= Koreans in Kamchatka =

Ethnic group in the Russian Far East

Kamchatka Krai, highlighted in orange

There is a population of North Koreans in Russia on the Kamchatka Peninsula. The largest concentration of Koreans currently lives in Yelizovo.

The population first came to the area as contract workers from 1946 to 1949. According to one estimate, during that time period, 50,000 North Korean workers arrived. They mostly left upon the conclusion of their contracts. However, several thousand refused to repatriate back to North Korea. By 2020, their population was around 1,800, making them 0.43% to 0.49% of the total population of the peninsula. By that year, almost all of the original settlers had died out, and the remaining Koreans were second- or third-generation.

Since the late 1980s, the population has aligned itself more with South Korea. This is mainly due to South Korea's stronger economy and democracy. Many have since visited and worked in the South.

== History ==
In 1946, the Soviet Union and North Korea concluded an agreement to collaborate on the development of fisheries. By the terms of the agreement, 2,000 North Korean migrant workers would go to various parts of the Russian Far East, including Sakhalin and Kamchatka, from May to July of that year. Another 2,200 followed in 1947. Workers worked on contracts of various lengths, from several months to several years.

Exactly how many North Koreans went to Kamchatka is not known. One survey published in 2020 estimated their number to have been 50,000 between 1946 and 1949. The SS Zyrianin had a record of 2,200 North Korean workers going to Petropavlovsk-Kamchatsky from North Korea in 1947. They came from various parts of North Korea; 700 were from Myongchon, 1,000 from Kilju, 875 from Toksong, and 415 from Hyesan.

Working conditions were difficult. In 1947, 300 Koreans died due to an epidemic. Others died from the cold or from starvation.

In 1948, the population of North Korean workers in Kamchatka was 9,081. Most of them worked in various fisheries along the coasts, on labor contracts of up to three years. Upon the conclusion of their contracts, they were ordered to return home. However, some refused, possibly due to apprehension over returning to the poverty in North Korea. When ships came to repatriate them, they fled into the mountains.

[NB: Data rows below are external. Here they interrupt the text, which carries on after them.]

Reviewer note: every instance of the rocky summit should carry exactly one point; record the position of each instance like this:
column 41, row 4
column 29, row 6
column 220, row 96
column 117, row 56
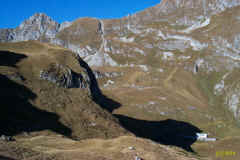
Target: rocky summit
column 141, row 86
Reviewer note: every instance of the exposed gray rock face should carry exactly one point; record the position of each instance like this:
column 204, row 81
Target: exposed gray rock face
column 64, row 25
column 37, row 26
column 64, row 77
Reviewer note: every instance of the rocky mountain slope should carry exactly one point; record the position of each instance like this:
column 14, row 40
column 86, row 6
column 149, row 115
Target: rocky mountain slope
column 178, row 60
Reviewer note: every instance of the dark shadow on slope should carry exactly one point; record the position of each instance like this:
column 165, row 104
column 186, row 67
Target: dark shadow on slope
column 17, row 114
column 96, row 93
column 167, row 132
column 10, row 59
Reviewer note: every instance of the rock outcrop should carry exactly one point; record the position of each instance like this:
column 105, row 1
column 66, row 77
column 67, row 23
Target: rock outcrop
column 64, row 77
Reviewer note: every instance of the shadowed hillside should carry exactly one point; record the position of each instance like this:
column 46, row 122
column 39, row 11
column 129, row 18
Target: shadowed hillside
column 168, row 132
column 17, row 113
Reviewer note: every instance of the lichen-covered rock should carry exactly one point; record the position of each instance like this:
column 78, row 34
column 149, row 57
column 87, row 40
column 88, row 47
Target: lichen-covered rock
column 64, row 76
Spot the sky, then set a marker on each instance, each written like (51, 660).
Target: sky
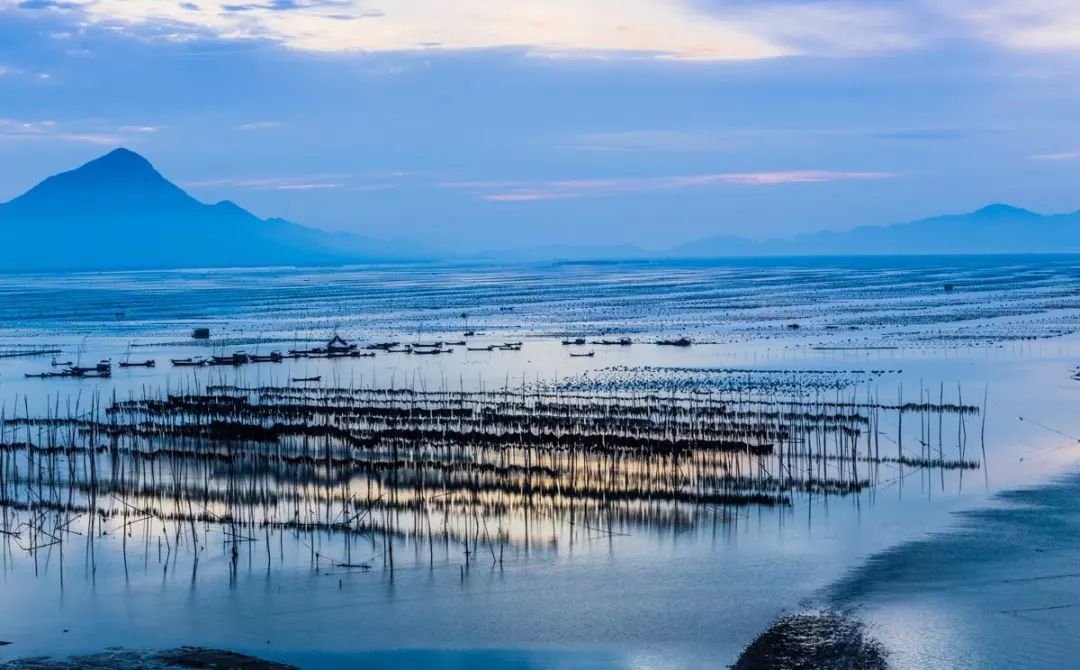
(498, 124)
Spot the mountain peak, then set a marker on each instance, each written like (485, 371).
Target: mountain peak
(1000, 210)
(120, 162)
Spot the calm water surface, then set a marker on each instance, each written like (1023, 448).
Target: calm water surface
(503, 553)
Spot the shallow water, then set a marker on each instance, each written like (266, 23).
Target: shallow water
(661, 584)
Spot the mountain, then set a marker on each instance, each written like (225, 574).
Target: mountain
(118, 212)
(995, 229)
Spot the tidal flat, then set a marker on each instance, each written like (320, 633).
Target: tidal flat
(555, 487)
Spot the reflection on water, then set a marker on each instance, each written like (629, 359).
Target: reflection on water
(468, 473)
(643, 497)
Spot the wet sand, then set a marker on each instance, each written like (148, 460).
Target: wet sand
(999, 589)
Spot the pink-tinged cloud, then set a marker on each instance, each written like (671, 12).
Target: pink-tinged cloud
(562, 189)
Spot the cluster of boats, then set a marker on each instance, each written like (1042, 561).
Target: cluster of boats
(622, 342)
(103, 369)
(337, 347)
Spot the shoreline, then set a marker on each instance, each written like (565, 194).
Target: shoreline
(997, 589)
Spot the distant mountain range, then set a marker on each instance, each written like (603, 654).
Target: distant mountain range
(995, 229)
(118, 212)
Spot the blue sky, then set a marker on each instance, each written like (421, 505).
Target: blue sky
(480, 123)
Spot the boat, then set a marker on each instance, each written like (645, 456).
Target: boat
(149, 363)
(104, 369)
(273, 357)
(238, 358)
(336, 347)
(188, 362)
(682, 342)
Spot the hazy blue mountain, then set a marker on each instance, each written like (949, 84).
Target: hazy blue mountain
(118, 212)
(996, 229)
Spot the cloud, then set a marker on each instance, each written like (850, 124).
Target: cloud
(1063, 156)
(96, 133)
(258, 125)
(669, 28)
(659, 141)
(564, 189)
(30, 131)
(307, 183)
(1030, 25)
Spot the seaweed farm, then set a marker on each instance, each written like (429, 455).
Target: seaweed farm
(300, 480)
(473, 470)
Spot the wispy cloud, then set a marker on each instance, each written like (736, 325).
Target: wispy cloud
(1031, 25)
(1062, 156)
(273, 184)
(665, 28)
(259, 125)
(300, 183)
(659, 141)
(563, 189)
(50, 131)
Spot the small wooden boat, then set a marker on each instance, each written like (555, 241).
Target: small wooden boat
(382, 345)
(238, 358)
(149, 363)
(273, 357)
(682, 342)
(188, 362)
(104, 369)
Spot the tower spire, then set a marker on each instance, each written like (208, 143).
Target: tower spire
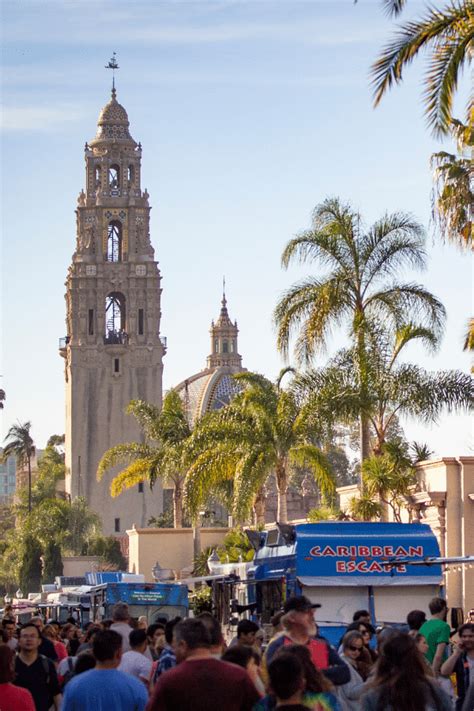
(113, 66)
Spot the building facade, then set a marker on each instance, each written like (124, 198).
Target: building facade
(443, 498)
(113, 351)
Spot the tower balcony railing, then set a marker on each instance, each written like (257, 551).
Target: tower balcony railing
(117, 338)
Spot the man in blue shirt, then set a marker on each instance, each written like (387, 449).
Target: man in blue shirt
(105, 687)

Official sources gave the Korean population as 6,740 (3.05% of total) in 1959, 1,952 (0.41%) in 1989, 1,749 (0.49%) in 2002, and 1,401 (0.43%) in 2010.

=== Shifting identity ===
According to later interviews, when they first arrived, they were looked down upon by native residents and discriminated against.

Upon arrival at Kamchatka from North Korea, we were discriminated against harshly. We were asked to go back to the "land of Kim Il Sung". We were asked to sell "Kim Il Sung vegetables" cultivated in Kamchatka. Russians here treated North Korean workers with contempt because we came to Kamchatka to live on Russian bread. Following the contemptuous conducts of their parents, Russian children also made fun of us.

Koreans in Kamchatka visited and associated themselves with North Korea until at latest the late 1980s. An interviewer estimated that original residents visited North Korea an average of three times. However, as North Korea became more closed off and South Korea democratized and became economically successful, they began to associate themselves with (and visit) the South more. One interviewee said:

In the late 1980s, however, [locals] stopped making fun of us and began treating us with respect, for the reason that [South Korea], our motherland, is well off. The 1988 Summer Olympics, which [Soviet athletes participated in], served as a turning point for them to recognize the miraculous economic situation of South Korea. Since then, Russians no longer laughed at us in scorn.

One original immigrant (born in 1928, moved to Kamchatka in 1949) said of this in a 2016 interview:

These days we do not visit North Korea since we no longer have living relatives there. However, I have been to South Korea recently. We had good experiences in South Korea, although we were born in North Korea. My relationship with South Korea is more intimate. It also might be due to the fact that my granddaughters are now living in Busan.
The highest density of ethnic Koreans in Kamchatka now live in Yelizovo. The total population of Koreans in Kamchatka was estimated to be around 1,800 by one researcher in 2020. The population had been intermarrying into the community by the 1990s.

== Coverage ==
A documentary film entitled Where is Your Homeland about the population was released in November 2017.